Last week New York Times reporter David Carr paid a visit to the GooglePlex, to learn more about Google Book Search. His article on this got little attention, maybe because the title and lead paragraphs didn’t communicate that the subject was, in fact, Google Book Search and the Settlement. So I’m excerpting it here:
Years after cracking the very code of the Web to lucrative ends, Google may be in the midst of trying to conjure the most complicated algorithm yet: to wit, can goodness … scale along with the enterprise? Among other adventures, Google’s motives were called into question after it scanned in millions of books without permission, prompting the Authors Guild and publishers to file a class-action suit. The proposed $125 million settlement will lead to a book registry financed by Google and a huge online archive of mostly obscure books, searched and served up by Google. So is that a big win for a culture that increasingly reads on screen — or a land grab of America’s most precious intellectual property?

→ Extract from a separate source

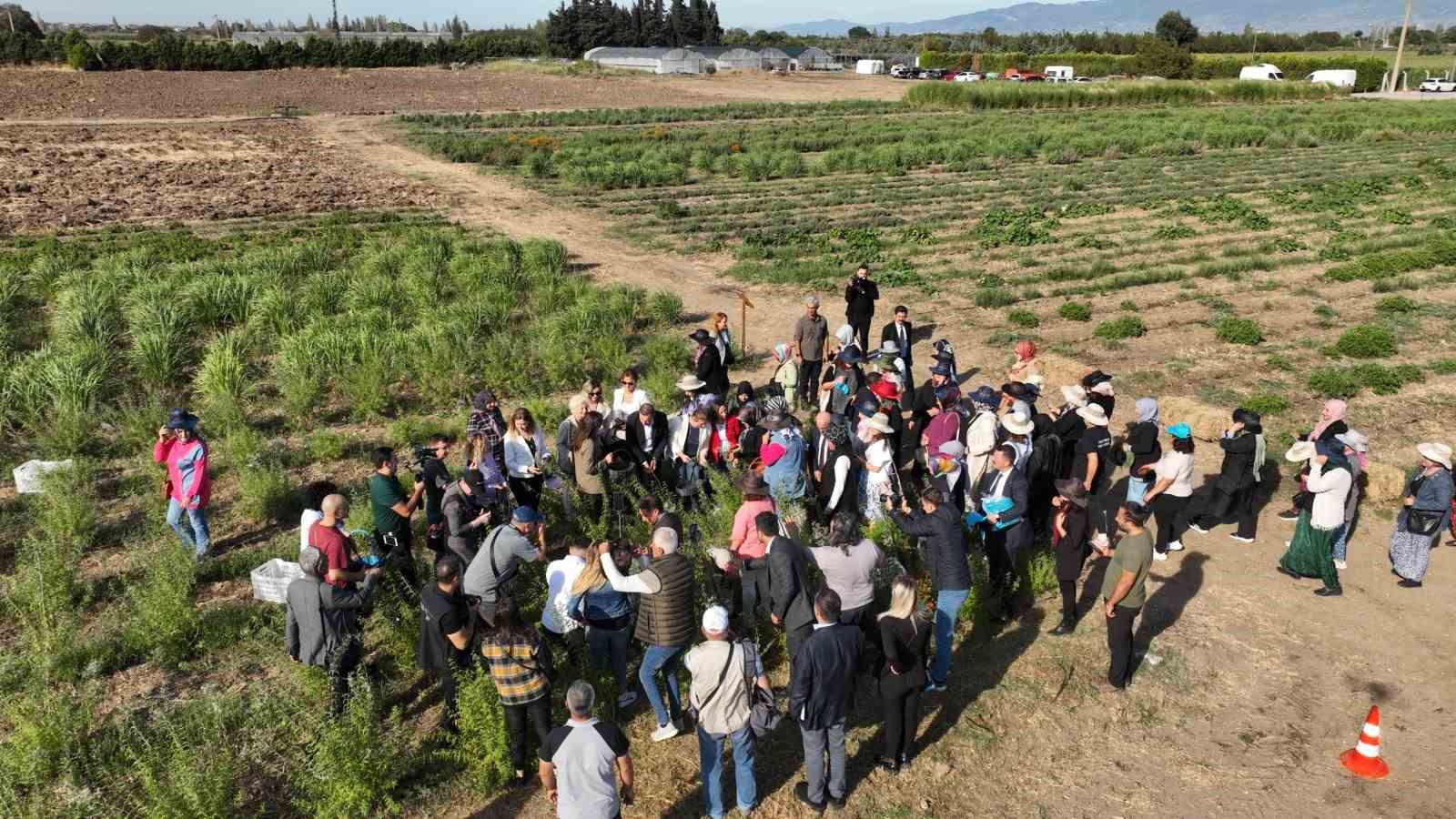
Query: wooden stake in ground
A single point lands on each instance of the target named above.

[Google] was happy to accommodate my visit [last Tuesday] because the founders, Sergey Brin and Larry Page, along with Mr. Schmidt, have come to believe that part of their job is explaining themselves. … Google is, broadly, the Wal-Mart of the Internet, a huge force that can set terms and price — in this case free — except Google is not selling hammers and CDs, it is operating at the vanguard of intellectual property.
The Justice Department and a number of state attorneys general, have taken an acute interest in the proposed book settlement that Google negotiated over its right to scan millions of books, many of them out of print. Revenue will be split with any known holders of the copyright, but it is the company’s dominion over so-called orphan works that has intellectual property rights advocates livid.
“It’s disgusting,” said Peter Brantley, director of access for the Internet Archive, which has been scanning books as well. “We all share the general goal of getting more books online, but the class-action settlement gives them a release of any claims of infringement in using those works. For them to say that is not a barrier to entry for other people who might scan in those works is a crock.”
The scanned book project is certainly consistent with the company’s mission, which is “to organize the world’s information and make it universally accessible and useful.” … “What I think is great about books is that people just don’t go to libraries that much, but they are in front of the computer all day,” Mr. Schmidt said. “And now they have access. If you are sitting and trying to finish a term paper at 2 in the morning, Google Books saved your rear end. That is a really oh-my-God kind of change.”
The government has not yet made this argument — filings are due in the case in September — but others have pointed out that Google has something of a monopoly because the company went ahead and scanned seven million books without permission. “To be very precise, we did not require permission to make those copies,” Mr. Schmidt said, suggesting that by scanning and making just a portion of those works available, the company was well within the provisions of fair use.
“People are bringing old narratives to this discussion rather than understanding the unique aspects of the Internet,” he added. “We are one click away from losing you as a customer, so it is very difficult for us to lock you in as a customer in a way that traditional companies have.”
In a later meeting, Mr. Brin waved his hand when it was suggested that the company’s decision to scan books and then reach a settlement had created a barrier to entry for others. (Google also has a separate commercial initiative to work with publishers to sell more current works.) “I didn’t see anyone lining up to scan books when we did it, or even now,” Mr. Brin said. “Some of them are motivated by near-term business disputes, and they don’t see this as an achievement for humanity.”
As with most matters involving Google, it is less about the specific activity than the scope of it. A company with Google’s wherewithal and ambition may have the ability to eventually seem like the only choice in all manner of endeavors.
When I told Mr. Schmidt I was worried about Google’s dominant presence in my digital life, he said: “It’s a legitimate concern. But the question is, how are we doing? Are our products working for you?” Why, yes they are. And if a book is ever written about all this, Google will probably be able to serve that up as well.